Eu sou tão ruim quanto qualquer outro fanboy quando se trata dessa merda. Por que eu amo Andor? Porque seus personagens e seus problemas pareciam REAIS. Por que assisto Sucessão? Bem, porque representa um espelho ictérico para nossa estrutura de poder no mundo real. Por que eu sempre odiei musicais? Porque mano, gente de verdade não começa a cantar assim, mano. Por que assisti a todos aqueles filmes do Batman pós-Joel Schumacher e gostei deles? Porque o que Bruce Wayne passou é, tipo, um homem tão real. MUITO real.
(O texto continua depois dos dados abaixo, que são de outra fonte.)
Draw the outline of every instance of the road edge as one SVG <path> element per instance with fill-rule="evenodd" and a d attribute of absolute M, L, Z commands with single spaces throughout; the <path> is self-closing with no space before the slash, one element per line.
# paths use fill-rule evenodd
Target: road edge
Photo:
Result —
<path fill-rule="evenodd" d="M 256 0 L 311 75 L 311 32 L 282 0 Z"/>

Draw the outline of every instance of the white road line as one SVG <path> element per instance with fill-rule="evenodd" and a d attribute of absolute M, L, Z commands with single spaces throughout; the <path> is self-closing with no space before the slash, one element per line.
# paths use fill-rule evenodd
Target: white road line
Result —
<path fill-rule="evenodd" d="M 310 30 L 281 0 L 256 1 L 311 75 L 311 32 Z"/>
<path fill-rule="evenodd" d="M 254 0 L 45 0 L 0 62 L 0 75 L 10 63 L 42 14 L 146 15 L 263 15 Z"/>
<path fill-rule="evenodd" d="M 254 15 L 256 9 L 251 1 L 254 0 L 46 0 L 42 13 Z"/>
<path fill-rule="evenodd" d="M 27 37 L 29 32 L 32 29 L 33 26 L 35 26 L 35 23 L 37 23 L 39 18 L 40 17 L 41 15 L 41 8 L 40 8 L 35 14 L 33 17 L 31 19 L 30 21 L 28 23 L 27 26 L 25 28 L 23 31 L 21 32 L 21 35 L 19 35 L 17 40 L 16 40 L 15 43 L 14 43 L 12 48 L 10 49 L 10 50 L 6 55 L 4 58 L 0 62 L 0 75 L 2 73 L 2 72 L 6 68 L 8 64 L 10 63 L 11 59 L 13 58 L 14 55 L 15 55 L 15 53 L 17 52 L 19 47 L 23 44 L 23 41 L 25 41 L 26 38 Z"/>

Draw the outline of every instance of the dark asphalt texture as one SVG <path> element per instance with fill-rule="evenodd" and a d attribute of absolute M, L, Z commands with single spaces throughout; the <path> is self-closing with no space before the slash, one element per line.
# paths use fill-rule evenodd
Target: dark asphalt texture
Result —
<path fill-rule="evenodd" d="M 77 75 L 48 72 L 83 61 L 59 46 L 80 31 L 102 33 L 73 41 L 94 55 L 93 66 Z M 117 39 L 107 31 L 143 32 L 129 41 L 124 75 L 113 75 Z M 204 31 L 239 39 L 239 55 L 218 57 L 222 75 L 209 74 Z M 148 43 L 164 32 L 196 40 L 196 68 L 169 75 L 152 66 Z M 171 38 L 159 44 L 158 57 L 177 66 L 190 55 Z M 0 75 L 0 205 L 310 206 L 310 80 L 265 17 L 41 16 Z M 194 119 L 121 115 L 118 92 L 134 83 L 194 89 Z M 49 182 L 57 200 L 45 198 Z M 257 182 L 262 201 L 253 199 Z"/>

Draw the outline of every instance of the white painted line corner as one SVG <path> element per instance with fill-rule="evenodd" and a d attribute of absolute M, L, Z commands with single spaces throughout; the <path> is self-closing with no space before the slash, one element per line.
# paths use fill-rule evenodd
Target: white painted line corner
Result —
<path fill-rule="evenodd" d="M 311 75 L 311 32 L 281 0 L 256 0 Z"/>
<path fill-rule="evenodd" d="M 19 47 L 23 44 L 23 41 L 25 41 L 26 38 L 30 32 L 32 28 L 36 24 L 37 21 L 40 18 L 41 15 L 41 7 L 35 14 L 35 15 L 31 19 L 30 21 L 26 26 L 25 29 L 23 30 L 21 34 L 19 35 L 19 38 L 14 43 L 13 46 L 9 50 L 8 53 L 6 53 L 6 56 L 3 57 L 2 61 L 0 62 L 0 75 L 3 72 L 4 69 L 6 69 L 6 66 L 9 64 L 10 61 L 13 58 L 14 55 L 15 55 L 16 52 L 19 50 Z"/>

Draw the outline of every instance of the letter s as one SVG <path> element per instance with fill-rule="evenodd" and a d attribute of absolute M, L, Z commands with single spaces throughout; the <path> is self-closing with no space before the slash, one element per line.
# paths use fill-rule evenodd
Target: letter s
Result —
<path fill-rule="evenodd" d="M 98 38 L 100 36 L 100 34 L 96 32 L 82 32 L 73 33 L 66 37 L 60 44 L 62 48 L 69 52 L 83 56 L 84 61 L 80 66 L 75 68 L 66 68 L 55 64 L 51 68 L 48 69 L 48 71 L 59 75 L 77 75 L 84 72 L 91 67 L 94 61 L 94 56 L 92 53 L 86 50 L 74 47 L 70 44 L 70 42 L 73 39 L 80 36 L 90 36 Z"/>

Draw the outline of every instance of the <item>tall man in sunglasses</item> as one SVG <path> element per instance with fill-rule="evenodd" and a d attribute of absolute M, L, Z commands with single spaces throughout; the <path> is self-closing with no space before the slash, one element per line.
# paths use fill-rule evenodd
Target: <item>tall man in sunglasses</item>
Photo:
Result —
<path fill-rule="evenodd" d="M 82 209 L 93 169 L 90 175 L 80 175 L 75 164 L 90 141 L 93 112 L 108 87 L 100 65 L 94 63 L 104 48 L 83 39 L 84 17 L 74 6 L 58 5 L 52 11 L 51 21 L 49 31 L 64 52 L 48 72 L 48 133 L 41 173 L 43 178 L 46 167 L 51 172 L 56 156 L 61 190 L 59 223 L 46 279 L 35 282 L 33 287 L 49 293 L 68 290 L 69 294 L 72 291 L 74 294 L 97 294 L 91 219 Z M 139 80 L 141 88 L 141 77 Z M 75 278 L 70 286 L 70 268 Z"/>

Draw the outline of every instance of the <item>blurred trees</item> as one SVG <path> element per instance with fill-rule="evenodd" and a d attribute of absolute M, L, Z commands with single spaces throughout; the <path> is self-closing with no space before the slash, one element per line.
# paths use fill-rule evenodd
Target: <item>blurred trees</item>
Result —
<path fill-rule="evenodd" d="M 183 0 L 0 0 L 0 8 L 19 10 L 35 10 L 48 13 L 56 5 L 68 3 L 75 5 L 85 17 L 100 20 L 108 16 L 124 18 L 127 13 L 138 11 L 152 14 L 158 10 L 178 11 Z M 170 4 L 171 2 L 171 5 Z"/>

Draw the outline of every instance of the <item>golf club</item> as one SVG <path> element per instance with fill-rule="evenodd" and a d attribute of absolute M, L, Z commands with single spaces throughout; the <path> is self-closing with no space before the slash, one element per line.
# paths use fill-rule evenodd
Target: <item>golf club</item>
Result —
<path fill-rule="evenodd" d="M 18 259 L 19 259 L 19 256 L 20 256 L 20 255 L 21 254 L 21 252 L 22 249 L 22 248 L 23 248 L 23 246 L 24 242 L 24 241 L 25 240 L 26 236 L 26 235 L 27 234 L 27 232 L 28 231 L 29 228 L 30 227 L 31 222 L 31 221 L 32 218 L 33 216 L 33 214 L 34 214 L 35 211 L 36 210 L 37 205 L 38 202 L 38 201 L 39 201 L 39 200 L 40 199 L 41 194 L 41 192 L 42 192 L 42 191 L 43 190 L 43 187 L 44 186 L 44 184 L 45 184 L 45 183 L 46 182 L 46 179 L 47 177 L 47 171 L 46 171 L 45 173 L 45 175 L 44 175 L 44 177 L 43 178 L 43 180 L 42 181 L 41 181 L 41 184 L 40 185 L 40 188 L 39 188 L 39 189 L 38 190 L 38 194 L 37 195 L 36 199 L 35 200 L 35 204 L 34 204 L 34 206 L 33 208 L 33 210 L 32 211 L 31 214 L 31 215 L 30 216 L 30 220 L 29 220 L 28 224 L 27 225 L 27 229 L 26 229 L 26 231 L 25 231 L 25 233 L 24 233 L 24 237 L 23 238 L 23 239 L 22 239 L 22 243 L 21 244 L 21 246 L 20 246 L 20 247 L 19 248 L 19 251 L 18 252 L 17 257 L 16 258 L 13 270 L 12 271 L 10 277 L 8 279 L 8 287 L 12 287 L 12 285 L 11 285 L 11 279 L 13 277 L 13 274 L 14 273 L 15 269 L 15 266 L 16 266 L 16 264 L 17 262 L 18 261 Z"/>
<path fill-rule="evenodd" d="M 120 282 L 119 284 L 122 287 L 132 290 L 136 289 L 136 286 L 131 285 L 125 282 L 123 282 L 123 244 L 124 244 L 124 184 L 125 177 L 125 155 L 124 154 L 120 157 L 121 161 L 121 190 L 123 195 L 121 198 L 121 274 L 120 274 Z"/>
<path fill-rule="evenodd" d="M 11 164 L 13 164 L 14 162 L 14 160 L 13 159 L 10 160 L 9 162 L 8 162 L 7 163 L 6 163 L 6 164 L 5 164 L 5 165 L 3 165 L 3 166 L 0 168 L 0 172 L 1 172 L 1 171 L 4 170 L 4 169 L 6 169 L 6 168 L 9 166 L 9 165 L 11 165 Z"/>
Eu, um não bilionário cujos pais ainda estão muito vivos, posso me identificar.
De uma forma estranha, é natural exigir realidade de sua ficção. Afinal, você e eu somos forçados a lidar com merda falsa a cada segundo de cada dia - notícias falsas; paródia de contas do Twitter; rixas falsas no Instagram que acabam sendo golpes de marca; um número infinito de pessoas online que residem naquele espaço desagradável entre brincar e não brincar; a ameaça da IA tornar tudo falso nos próximos anos. Passe todos os dias com toda essa falsidade sufocando você e logo você depende da TV e dos filmes, contra-intuitivamente, para ser sua ÚNICA fonte de realidade neste mundo - um refúgio de sentimento autêntico em um mundo sufocado pela artificialidade.
Mas os filmes e a TV nunca foram feitos para ser assim, ou apenas isso. A arte é uma representação visual da imaginação humana, e é tolice restringir essa imaginação ao "crível". É por isso que, sempre que vejo um filme como Sisu, me lembro: Ah, sim, nada disso precisa ser real. Tudo pode ser uma loucura se você quiser. As leis da ciência não precisam ser obedecidas. Os atores não precisam se esforçar para cada papel. Os títulos na tela não precisam estar exclusivamente em fontes simples. Na verdade, eles podem se parecer com isso:
Este é o dom dos filmes. É por isso que eu amava Sisu. É também por isso que deixei de achar Wes Anderson muito bobo para perceber que ele pode ser meu diretor favorito no momento. Era uma vez, eu queria que Anderson fizesse um filme "normal", em vez de sua habitual casa de bonecas. Mas por que eu queria que os filmes daquele homem, que não se parecem com nada lá fora, se parecessem com os filmes de todo mundo? Eu não deveria ter feito isso e, finalmente, não fiz. Um filme "realista" de Wes Anderson é tão perdido quanto um remake live-action da Disney. Agora quero que Wes Anderson permaneça exatamente do jeito que está agora: construindo pequenas histórias fantasiosas que têm apenas uma ligeira semelhança com o mundo fora do seu cineplex local.